Zacząłeś od tego
a teraz jesteś pozytywnie zaskoczony mbike, który jest największym dziadkowozem w świecie graveli i oferuje bardziej wyprostowaną pozycję podczas jazdy niż sporo rowerów trekkingowych? Coś tu się kupy nie trzyma
Nie ma jednoznacznej odpowiedzi. Masz w planach inwestycje w rower (co się w tym przedziale cenowym totalnie nie opłaca) to szukaj jak najlepszej ramy, w innym wypadku trzeba brać najbardziej sensowny kompromis. Osobiście układałbym to (jeśli nie będziesz wymieniał gratów) w w kolejności karbonowy widelec>osprzęt>sztywne osie.

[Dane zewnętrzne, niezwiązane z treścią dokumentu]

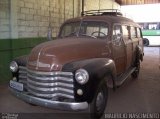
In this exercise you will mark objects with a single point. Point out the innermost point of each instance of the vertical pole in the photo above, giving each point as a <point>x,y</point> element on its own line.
<point>13,19</point>
<point>73,8</point>
<point>49,34</point>
<point>82,13</point>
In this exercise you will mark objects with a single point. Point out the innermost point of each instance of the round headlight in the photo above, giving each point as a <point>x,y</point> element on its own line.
<point>13,66</point>
<point>82,76</point>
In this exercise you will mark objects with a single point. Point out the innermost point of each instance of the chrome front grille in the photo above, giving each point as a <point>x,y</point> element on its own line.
<point>50,84</point>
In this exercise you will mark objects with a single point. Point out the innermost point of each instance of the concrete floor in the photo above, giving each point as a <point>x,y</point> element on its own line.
<point>142,95</point>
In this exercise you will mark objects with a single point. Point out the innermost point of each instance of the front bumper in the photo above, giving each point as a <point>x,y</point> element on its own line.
<point>79,106</point>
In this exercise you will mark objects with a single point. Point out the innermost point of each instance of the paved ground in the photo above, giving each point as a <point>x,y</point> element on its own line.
<point>142,95</point>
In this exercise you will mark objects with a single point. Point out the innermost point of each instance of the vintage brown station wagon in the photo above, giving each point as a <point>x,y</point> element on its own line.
<point>91,54</point>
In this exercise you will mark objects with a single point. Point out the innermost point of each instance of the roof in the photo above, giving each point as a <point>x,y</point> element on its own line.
<point>106,18</point>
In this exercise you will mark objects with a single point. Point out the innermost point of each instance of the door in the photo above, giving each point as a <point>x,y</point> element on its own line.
<point>118,45</point>
<point>128,45</point>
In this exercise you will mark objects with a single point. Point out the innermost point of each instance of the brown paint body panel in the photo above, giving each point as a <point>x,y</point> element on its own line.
<point>52,55</point>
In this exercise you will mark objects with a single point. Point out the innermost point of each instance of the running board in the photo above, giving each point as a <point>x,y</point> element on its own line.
<point>120,80</point>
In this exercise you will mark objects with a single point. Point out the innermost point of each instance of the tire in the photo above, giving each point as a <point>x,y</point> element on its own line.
<point>145,42</point>
<point>135,74</point>
<point>98,105</point>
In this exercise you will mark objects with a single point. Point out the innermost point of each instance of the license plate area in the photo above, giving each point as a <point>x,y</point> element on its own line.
<point>16,85</point>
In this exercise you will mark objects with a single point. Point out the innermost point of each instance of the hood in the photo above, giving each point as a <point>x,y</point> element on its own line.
<point>52,55</point>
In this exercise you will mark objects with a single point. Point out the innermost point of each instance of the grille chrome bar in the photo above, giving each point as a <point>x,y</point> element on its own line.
<point>50,84</point>
<point>50,73</point>
<point>57,78</point>
<point>47,84</point>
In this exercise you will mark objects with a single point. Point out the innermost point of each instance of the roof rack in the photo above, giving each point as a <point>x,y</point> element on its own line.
<point>101,12</point>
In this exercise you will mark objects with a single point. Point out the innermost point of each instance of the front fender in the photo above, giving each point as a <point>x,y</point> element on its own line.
<point>97,68</point>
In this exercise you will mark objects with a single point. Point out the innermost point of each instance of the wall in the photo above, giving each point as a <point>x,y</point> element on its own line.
<point>101,4</point>
<point>24,24</point>
<point>34,16</point>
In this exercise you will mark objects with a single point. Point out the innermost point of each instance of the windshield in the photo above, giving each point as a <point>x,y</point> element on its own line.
<point>86,28</point>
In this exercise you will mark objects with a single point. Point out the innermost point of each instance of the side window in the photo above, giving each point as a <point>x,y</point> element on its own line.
<point>133,32</point>
<point>117,35</point>
<point>139,33</point>
<point>125,30</point>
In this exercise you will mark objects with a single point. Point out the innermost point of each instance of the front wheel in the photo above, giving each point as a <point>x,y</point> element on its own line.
<point>97,107</point>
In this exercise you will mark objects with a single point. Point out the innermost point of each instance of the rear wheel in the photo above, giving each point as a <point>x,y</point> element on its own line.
<point>97,107</point>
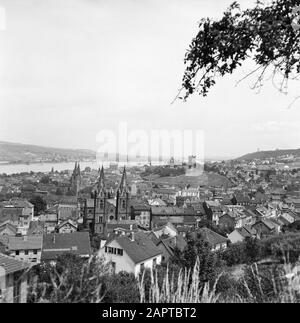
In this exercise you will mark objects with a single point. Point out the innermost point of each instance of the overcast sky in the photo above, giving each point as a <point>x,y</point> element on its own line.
<point>71,68</point>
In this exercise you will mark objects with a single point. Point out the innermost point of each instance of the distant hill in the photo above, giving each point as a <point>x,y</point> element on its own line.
<point>271,154</point>
<point>205,179</point>
<point>20,153</point>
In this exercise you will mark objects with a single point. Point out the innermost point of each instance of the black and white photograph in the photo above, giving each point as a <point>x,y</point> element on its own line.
<point>149,154</point>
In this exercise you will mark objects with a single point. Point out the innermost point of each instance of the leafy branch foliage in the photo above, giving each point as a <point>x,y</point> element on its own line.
<point>267,34</point>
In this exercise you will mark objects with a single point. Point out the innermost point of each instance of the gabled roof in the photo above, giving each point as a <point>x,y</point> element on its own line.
<point>8,225</point>
<point>30,242</point>
<point>212,237</point>
<point>139,250</point>
<point>67,222</point>
<point>12,265</point>
<point>56,244</point>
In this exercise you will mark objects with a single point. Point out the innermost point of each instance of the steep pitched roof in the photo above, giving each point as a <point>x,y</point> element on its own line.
<point>139,250</point>
<point>25,243</point>
<point>212,237</point>
<point>56,244</point>
<point>12,265</point>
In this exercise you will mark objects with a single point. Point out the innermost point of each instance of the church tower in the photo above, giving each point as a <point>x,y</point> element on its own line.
<point>76,179</point>
<point>100,203</point>
<point>122,198</point>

Wiesz ile cię dzieli od kompletnego, świetnie skonfigurowanego gravela gdzie nie ma się do czego przyczepić? 1500 złotych, Czy to dużo czy mało sam sobie odpowiedz. 5999 złotych, tyle katalogowo kosztuje romet aspre 2, który ma sztywne osie, karbonowy widelec i pełną grupę shimano grx z hydraulicznymi hamulcami, nie musisz do tego roweru nic dokładać, ma wszystko co współczesny gravel powinien mieć. W kwestii rowerowych wydatków lepiej raz a porządnie unikając niepotrzebnych, pośrednich wydatków. Niektórzy się do tego zastosują, inni zrozumieją spoglądając na stan konta po próbach pudrowania trupa.